Two-Stage Model Integrating Lung and Adipose CT
The framework, termed Multimodal Cross-Attention Network (MCA-Net), was designed to fuse region-specific CT features across anatomically distinct compartments implicated in systemic inflammation. The dataset comprised 399 patients with pneumonia-associated sepsis admitted between January 2020 and July 2024 at two tertiary centres. Inclusion required non-contrast chest CT and laboratory testing on the admission day with pneumonia as the primary infection and sepsis meeting Sepsis-3 criteria. Patients with chronic kidney disease, pre-sepsis AKI, dialysis history, kidney transplantation or more than 5% missing data were excluded. AKI was defined by KDIGO criteria. Temporal categorisation followed Acute Disease Quality Initiative guidance, distinguishing early events within 48 hours of sepsis diagnosis and late events from 48 hours to 7 days.

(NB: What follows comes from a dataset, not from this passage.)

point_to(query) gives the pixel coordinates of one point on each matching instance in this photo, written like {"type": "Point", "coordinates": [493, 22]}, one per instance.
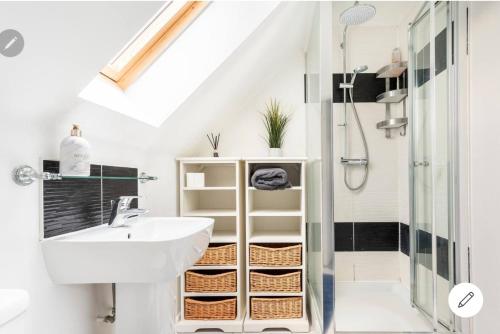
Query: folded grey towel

CT acquisition used a standardised protocol. Lung and T4 vertebral landmarks were segmented with TotalSegmentator, then two radiologists manually delineated epicardial and T4-level subcutaneous fat using standard fat attenuation thresholds. In stage one, axial CT slices from lung, epicardial adipose tissue (EAT) and T4-level subcutaneous adipose tissue (T4SAT) were processed with a ResNet-18 encoder to extract region-wise features, then classified with a modified ResNet-101. In stage two, MCA-Net fused region features via a multiscale feature attention module that computed cross-regional similarity, reweighted features with attention and concatenated them for final classification using a deeper ResNet-101 head. Model development used a training and validation split from one centre, with the second centre held out as an external test set to assess generalisability. Performance was measured by accuracy, sensitivity, specificity, F1-score and area under the ROC curve.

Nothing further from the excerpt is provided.